Discuss about the Small Business and Entrepreneurship.
Business plan is a roadmap to success. It must be done correctly and thoroughly as the document is the perfect way to introduce the company to potential stakeholders or investors. The primary points of emphasis of a business plan are the business concept, financial features and requirements, environmental forces governing the business and evaluation of potential risks (Baluku, Kikooma, & Kibanja, 2016).
Every business needs to state what exactly it needs to sell and the target market. The description of industry, type of operation, legal form, distribution process and competitive edge needs to be provided. Every entrepreneur needs to present these details accurately with the most appropriate development. Further, a business plan needs an elaboration and specification of the capital requirements for starting up a business venture. The capital allocation and funding structure needs to be specified (Koenig, Schlaegel, & Gunkel, 2013). The highlights of the important financial points including profits, return on investment, sales and cash flows needs to be determined and analysed. A brief yet thorough description of the macro and micro environment needs to be conducted to keep account of any uncertainties. A competitive analysis shall help in providing details about the competitive environment that shall be faced by the new business venture. Potential risks that may be related to health or business shall be evaluated (Au et al., 2014).
All the above information needs to be put under business plan so that the present and future outlook is well established. However, the above may change as the business start-up evolves into an ongoing venture. When a business venture begins and business strategies start taking form, results are obtained. The business could begin as a successful venture or might need improvement. The main elements that change in an ongoing venture are financial elements and management strategies (Koenig, Schlaegel, & Gunkel, 2013). The organization goes through several phases after initiation and the entrepreneur may realize the need of less of greater resources (financial, technological and human). The entrepreneur may also come to realization that the business requires modification in allocation of funds. There might be certain areas that require more funds while there might be others that require significantly less investment. The changes in fund allocation shall be made accordingly (Cassar, 2014).
The technology-based companies adapt and keep up with rapidly changing markets, products, and competitors for survival.
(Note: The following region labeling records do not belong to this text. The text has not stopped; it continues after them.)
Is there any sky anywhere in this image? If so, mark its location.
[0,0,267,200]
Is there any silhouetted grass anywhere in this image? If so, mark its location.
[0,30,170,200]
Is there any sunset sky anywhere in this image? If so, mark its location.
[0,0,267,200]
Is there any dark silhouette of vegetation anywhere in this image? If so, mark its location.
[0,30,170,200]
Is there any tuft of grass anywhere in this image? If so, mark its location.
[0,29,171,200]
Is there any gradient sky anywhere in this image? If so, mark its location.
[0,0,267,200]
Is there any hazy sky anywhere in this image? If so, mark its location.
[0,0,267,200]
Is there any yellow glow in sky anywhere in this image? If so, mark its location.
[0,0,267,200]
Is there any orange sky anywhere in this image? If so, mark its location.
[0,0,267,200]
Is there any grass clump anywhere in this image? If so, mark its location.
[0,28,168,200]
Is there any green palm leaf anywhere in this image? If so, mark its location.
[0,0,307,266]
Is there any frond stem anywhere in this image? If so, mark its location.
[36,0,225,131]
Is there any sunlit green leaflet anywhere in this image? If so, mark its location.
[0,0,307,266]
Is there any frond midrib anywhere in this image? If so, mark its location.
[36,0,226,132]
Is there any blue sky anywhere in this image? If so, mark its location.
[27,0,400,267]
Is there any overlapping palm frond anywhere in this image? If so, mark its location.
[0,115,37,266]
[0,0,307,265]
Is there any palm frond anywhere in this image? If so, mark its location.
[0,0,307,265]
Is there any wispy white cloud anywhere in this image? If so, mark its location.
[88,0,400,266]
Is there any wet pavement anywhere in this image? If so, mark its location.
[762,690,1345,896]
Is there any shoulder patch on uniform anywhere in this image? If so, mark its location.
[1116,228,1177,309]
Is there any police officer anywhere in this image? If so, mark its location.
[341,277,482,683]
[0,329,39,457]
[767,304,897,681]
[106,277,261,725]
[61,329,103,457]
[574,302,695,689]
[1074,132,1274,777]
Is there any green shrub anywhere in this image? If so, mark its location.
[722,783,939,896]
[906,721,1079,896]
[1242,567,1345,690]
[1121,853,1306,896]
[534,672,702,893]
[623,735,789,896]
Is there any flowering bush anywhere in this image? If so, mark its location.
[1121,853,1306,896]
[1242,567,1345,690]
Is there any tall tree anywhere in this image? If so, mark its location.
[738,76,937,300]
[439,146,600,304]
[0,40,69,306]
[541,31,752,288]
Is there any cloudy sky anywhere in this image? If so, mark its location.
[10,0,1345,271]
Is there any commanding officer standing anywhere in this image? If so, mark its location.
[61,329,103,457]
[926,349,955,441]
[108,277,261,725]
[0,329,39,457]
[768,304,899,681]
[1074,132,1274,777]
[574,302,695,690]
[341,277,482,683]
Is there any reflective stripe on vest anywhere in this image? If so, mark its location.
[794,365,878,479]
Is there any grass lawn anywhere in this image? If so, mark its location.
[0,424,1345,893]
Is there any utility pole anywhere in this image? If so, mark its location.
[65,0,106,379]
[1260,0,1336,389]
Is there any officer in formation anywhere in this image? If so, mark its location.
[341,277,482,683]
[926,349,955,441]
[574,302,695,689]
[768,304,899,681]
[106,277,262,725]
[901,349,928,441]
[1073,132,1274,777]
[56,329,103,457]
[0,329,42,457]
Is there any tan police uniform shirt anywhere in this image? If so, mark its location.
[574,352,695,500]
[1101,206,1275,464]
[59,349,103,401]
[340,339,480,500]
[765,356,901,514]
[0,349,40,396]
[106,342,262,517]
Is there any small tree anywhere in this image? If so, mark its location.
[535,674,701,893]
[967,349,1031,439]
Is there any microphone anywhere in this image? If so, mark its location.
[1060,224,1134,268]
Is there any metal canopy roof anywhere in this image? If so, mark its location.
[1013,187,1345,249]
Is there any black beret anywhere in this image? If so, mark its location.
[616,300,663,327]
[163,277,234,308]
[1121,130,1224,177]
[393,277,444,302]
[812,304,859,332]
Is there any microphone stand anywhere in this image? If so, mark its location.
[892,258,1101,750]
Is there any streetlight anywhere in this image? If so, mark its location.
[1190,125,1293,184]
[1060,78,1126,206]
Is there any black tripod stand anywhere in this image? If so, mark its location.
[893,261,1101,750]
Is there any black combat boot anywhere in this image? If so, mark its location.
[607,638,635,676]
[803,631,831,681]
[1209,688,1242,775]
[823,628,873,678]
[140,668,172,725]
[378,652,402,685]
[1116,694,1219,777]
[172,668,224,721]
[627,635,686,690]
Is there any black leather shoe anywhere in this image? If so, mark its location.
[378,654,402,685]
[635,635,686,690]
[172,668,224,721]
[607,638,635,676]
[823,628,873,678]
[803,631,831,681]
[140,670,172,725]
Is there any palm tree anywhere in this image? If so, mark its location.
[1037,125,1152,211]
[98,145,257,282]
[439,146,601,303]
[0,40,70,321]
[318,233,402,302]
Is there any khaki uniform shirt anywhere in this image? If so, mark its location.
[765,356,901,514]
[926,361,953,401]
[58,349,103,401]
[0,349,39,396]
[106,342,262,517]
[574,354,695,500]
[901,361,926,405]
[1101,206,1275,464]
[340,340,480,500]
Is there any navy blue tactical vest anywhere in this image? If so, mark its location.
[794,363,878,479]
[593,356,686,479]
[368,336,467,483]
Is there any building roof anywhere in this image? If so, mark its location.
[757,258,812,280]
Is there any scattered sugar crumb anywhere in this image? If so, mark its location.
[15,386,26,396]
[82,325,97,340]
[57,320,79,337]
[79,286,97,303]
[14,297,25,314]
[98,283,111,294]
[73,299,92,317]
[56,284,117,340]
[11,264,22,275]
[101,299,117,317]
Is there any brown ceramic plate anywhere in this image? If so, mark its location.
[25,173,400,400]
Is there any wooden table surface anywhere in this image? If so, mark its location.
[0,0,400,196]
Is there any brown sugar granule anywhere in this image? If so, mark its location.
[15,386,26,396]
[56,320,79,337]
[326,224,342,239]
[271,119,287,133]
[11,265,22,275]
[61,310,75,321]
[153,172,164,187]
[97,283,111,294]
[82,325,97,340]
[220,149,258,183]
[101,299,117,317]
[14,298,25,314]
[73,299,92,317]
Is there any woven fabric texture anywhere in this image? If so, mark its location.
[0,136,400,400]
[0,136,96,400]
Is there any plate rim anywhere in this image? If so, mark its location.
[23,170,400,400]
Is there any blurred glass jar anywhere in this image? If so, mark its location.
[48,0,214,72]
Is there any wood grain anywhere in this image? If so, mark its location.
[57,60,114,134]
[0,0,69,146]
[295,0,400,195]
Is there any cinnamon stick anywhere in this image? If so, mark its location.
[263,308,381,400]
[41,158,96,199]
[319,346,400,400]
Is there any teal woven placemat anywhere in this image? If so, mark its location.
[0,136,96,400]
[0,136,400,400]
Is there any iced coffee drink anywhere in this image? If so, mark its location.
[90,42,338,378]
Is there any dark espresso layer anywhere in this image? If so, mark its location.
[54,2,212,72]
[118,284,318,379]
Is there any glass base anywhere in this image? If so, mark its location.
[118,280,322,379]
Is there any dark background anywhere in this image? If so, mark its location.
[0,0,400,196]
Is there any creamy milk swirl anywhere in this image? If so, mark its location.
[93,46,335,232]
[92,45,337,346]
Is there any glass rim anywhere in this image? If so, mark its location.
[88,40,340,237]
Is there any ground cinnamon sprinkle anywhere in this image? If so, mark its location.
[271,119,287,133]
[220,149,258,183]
With the changing trends, tastes and preferences of customers, the technology-based companies such as Google, Apple, IBM and various others are rapidly changing. The IT companies monitor customers closely and observe what they are buying. A sensitivity analysis is conducted by them to determine the possible business and strategy implications. The technology-based companies welcome failure as a part of their organizational culture. By constantly adding feedback loops helps them ensuing if they are on the right trajectory. It takes a long time to implement technology in the market from discovery (Daniel, Vázquez Cano, & Gisbert, 2015).
The IT companies focus both on success and failure so that they can work smarter. The technology companies are process focused. The adaptable organizations foster a culture of accountability. It is built with systems perspectives so that the employees a technology firms understand how their decisions shall impact others as well. Rather than co-operating, the technology based firms choose to compete against the competitors (Poulis, Poulis, & Dooley, 2013). This is because the newest technology gains significant market share. The followers of the same or similar technology gains less customer popularity comparatively.
A strategy creates direction and vision for an organization to prevent individuals from distorting away or losing sight of the organizational aims. Resources refer to the physical, human and financial resources that are essential to run an organization. Strategic thinking is important to the organization as it helps an organization become more successful. Strategy helps the organizations to identify emerging opportunities and adapt to the marketplace needs (Koenig, Schlaegel, & Gunkel, 2013). Resources help the organization attain its goals. Without finance, technology and human resources, an organization is deemed to fail. The tangible and intangible assets of any organization help it bringing close to the desired goals or objectives (Oxtorp, 2014).
However, strategy is also useful in times of resource limitations. Every organizational leader needs to avoid costly mistakes so that the resources are not wasted. Strategy helps in framing the ways and procedures in which the resources can be used more effectively. Without proper strategic thinking and execution the organizations might fail, although it is not possible to attain goals without using resources. Therefore, both the terms are mutually exclusive. Without having one, the company cannot have the other successfully (Klingebiel & Rammer, 2013).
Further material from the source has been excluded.